# Chapter 15

## K-nearest neighbors

### 15.1 Finding an observation's nearest neighbors

In [None]:
from sklearn import datasets
from sklearn.neighbors import NearestNeighbors
from sklearn.preprocessing import StandardScaler

In [None]:
iris = datasets.load_iris()
features = iris.data

standardizer = StandardScaler()
standardized_features = standardizer.fit_transform(features)

nearest_neighbors = NearestNeighbors(n_neighbors=2).fit(standardized_features)

In [None]:
new_observation = [1, 1, 1, 1]
distances, indices = nearest_neighbors.kneighbors([new_observation])

print(
    f'Nearest neighbors: {standardized_features[indices]}',
    f'Distance: {distances}',
    sep = '\n'
)

### 15.2 Creating a k-nearest neighbors classifier

In [None]:
from sklearn.neighbors import KNeighborsClassifier 
from sklearn.preprocessing import StandardScaler 
from sklearn import datasets

In [None]:
iris = datasets.load_iris()
X = iris.data
y = iris.target

In [None]:
standardizer = StandardScaler() 
X_std = standardizer.fit_transform(X)

knn = KNeighborsClassifier(n_neighbors=5, n_jobs=-1).fit(X_std, y)

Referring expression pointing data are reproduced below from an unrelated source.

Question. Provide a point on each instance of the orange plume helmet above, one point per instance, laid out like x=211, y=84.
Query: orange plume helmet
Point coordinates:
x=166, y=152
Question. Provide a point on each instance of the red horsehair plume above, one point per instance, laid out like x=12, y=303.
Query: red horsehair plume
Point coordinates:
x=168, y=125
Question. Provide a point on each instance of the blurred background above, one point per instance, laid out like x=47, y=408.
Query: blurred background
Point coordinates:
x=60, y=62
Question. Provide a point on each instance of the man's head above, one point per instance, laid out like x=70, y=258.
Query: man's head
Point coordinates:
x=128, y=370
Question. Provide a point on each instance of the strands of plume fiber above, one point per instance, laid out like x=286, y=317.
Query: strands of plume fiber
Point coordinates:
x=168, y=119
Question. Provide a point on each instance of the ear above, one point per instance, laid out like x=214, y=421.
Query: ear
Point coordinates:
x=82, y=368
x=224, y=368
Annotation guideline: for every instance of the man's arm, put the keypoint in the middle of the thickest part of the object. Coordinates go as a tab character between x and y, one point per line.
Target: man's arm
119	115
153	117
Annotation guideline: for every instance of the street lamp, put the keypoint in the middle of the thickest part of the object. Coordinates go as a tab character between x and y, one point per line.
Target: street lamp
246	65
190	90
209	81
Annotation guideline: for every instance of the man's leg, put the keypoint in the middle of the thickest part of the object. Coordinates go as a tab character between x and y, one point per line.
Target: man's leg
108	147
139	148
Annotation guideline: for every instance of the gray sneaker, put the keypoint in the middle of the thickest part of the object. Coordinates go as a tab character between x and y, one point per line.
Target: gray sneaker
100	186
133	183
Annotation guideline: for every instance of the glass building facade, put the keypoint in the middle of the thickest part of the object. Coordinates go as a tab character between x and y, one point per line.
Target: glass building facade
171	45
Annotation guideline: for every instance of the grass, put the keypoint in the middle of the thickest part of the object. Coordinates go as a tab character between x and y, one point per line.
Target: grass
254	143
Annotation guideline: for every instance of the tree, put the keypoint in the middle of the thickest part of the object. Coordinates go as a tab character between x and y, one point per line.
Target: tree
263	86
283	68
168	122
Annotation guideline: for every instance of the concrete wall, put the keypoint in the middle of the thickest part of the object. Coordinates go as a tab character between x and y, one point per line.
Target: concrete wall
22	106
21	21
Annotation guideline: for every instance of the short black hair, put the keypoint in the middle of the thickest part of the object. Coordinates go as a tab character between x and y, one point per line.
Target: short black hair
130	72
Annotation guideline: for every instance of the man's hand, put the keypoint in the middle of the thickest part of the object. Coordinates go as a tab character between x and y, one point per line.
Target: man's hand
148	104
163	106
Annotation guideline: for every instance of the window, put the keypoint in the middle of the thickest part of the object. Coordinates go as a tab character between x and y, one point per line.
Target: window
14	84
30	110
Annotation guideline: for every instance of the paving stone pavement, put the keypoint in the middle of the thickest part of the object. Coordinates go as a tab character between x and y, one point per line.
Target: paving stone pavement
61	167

new_observations = [[ 0.75, 0.75, 0.75, 0.75], [1, 1, 1, 1]]
knn.predict(new_observations)

In [None]:
knn.predict_proba(new_observations)

### 15.3 Identifying the best neighbor size

In [None]:
import numpy as np
from sklearn.neighbors import KNeighborsClassifier 
from sklearn import datasets
from sklearn.preprocessing import StandardScaler 
from sklearn.pipeline import Pipeline, FeatureUnion 
from sklearn.model_selection import GridSearchCV

In [None]:
iris = datasets.load_iris()
features = iris.data
target = iris.target

In [None]:
standardizer = StandardScaler()
features_standardized = standardizer.fit_transform(features)

knn = KNeighborsClassifier(n_neighbors=5, n_jobs=-1) 

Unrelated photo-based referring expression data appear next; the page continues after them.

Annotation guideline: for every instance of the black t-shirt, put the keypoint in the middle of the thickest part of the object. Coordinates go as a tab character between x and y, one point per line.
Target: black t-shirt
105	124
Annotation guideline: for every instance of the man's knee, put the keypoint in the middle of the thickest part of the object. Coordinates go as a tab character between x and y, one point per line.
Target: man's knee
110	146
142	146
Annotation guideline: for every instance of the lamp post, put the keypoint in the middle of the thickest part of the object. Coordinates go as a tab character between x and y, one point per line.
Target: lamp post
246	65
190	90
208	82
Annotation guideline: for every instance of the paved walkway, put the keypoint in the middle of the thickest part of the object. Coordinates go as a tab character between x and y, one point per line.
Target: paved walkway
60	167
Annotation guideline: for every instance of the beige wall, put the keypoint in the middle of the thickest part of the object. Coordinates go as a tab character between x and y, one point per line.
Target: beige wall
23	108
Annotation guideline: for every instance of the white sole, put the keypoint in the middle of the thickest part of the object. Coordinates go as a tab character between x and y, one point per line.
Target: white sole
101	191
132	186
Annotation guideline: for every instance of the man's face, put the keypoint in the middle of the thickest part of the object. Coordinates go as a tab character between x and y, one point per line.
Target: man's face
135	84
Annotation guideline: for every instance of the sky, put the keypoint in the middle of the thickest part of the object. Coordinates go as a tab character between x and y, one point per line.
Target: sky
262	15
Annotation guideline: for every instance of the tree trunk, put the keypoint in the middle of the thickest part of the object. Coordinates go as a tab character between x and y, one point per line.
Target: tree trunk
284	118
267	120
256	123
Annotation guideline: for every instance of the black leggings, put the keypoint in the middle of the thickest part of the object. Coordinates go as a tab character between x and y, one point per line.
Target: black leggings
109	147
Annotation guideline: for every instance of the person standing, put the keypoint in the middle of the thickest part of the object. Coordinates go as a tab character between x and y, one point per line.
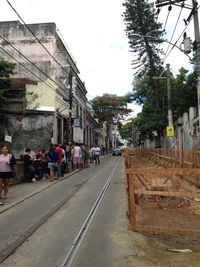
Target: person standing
97	152
7	162
29	170
52	157
77	155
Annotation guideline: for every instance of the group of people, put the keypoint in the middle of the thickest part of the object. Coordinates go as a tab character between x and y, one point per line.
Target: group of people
49	164
7	162
55	162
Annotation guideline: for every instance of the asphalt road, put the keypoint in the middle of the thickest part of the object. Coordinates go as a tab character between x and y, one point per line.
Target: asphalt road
106	244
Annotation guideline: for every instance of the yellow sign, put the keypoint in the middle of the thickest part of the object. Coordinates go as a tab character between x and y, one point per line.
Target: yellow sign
170	131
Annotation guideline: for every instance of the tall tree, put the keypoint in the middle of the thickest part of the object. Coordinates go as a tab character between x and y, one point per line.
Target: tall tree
139	18
110	109
184	93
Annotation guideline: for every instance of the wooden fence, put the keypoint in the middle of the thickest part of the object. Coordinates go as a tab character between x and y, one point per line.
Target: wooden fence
163	200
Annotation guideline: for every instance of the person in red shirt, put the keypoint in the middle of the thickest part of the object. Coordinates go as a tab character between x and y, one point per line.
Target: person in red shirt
58	150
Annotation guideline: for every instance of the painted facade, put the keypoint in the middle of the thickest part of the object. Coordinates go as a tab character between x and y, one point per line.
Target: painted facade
56	90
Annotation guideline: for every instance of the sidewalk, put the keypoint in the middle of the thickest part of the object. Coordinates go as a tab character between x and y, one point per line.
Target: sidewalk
19	193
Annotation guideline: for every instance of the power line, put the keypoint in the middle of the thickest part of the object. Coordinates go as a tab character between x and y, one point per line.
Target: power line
174	29
31	73
169	9
31	62
35	36
177	41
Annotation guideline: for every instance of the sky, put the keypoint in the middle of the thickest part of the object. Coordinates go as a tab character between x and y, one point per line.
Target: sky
94	33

pipe = Pipeline([("standardizer", standardizer), ("knn", knn)])
search_space = [{"knn__n_neighbors": np.arange(1, 11, 1)}]

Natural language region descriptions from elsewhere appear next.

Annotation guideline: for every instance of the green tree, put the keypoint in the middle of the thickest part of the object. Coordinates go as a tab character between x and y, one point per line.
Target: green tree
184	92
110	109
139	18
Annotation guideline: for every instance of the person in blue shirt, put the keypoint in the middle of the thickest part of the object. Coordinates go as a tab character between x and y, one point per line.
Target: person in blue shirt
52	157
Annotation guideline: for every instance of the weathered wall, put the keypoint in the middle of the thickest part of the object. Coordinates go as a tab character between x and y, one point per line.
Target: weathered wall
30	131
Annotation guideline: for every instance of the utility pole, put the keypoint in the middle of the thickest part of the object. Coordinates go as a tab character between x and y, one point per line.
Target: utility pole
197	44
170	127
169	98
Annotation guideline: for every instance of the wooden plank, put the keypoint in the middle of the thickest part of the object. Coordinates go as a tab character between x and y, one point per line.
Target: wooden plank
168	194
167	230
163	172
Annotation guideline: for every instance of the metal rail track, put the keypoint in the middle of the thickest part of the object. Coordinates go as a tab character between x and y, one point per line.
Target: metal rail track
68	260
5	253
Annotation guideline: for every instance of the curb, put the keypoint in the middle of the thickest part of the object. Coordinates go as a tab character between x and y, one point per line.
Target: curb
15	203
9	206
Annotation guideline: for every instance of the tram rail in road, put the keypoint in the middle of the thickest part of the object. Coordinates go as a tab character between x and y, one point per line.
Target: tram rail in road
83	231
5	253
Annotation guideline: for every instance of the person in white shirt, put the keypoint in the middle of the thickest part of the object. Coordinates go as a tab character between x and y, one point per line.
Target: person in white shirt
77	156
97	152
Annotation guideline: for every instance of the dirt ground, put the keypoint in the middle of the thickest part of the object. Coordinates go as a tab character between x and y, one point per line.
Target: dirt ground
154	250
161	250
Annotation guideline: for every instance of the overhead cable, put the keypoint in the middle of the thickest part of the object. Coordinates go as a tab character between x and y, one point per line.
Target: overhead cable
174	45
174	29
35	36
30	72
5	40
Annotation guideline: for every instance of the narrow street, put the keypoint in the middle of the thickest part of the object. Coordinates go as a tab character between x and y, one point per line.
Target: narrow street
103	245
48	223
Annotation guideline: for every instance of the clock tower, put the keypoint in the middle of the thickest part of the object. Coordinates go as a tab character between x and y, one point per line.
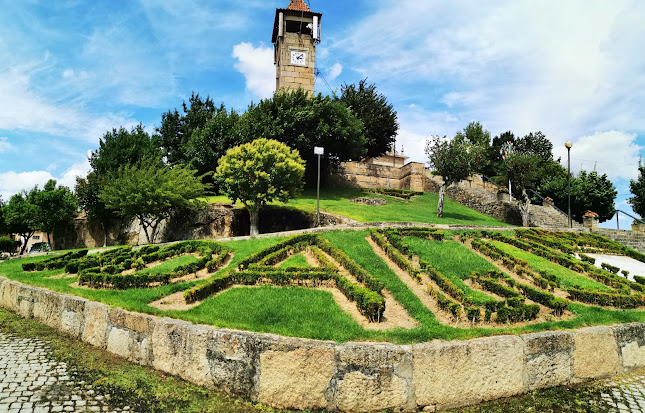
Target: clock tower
296	32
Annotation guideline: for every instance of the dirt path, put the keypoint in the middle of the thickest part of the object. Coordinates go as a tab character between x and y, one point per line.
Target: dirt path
420	289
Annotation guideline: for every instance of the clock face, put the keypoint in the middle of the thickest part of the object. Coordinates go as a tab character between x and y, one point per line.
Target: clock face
298	58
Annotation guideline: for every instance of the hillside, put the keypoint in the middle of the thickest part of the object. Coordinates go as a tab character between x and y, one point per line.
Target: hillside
400	285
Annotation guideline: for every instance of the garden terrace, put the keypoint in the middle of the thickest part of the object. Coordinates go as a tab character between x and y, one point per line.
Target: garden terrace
402	285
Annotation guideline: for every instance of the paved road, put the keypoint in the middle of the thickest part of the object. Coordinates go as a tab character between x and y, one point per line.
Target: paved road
31	381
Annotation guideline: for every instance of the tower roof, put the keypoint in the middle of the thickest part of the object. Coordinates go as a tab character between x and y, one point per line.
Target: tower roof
298	5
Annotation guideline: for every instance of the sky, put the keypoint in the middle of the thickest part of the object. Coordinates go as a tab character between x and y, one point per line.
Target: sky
71	70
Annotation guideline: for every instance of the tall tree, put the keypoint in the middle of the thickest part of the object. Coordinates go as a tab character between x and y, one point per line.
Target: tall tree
177	128
259	172
21	217
536	144
55	206
87	193
122	147
151	191
303	122
522	169
3	224
637	188
379	118
452	160
590	191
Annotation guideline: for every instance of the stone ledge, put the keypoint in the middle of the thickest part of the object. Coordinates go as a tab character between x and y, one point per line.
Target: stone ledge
307	374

classifier = GridSearchCV(pipe, search_space, cv=5, verbose=0)
fitted = classifier.fit(features_standardized, target)


In [None]:
fitted.best_estimator_.get_params()["knn__n_neighbors"]

### 15.4 Creating a radious-based nearest neighbors classifier

In [None]:
from sklearn.neighbors import RadiusNeighborsClassifier 
from sklearn.preprocessing import StandardScaler
from sklearn import datasets

In [None]:
iris = datasets.load_iris()
features = iris.data
target = iris.target

In [None]:
standardizer = StandardScaler() 
features_standardized = standardizer.fit_transform(features)

rnn = RadiusNeighborsClassifier(radius=.5, n_jobs=-1).fit(features_standardized, target)

In [None]:
new_observations = [[ 1, 1, 1, 1]] 
rnn.predict(new_observations)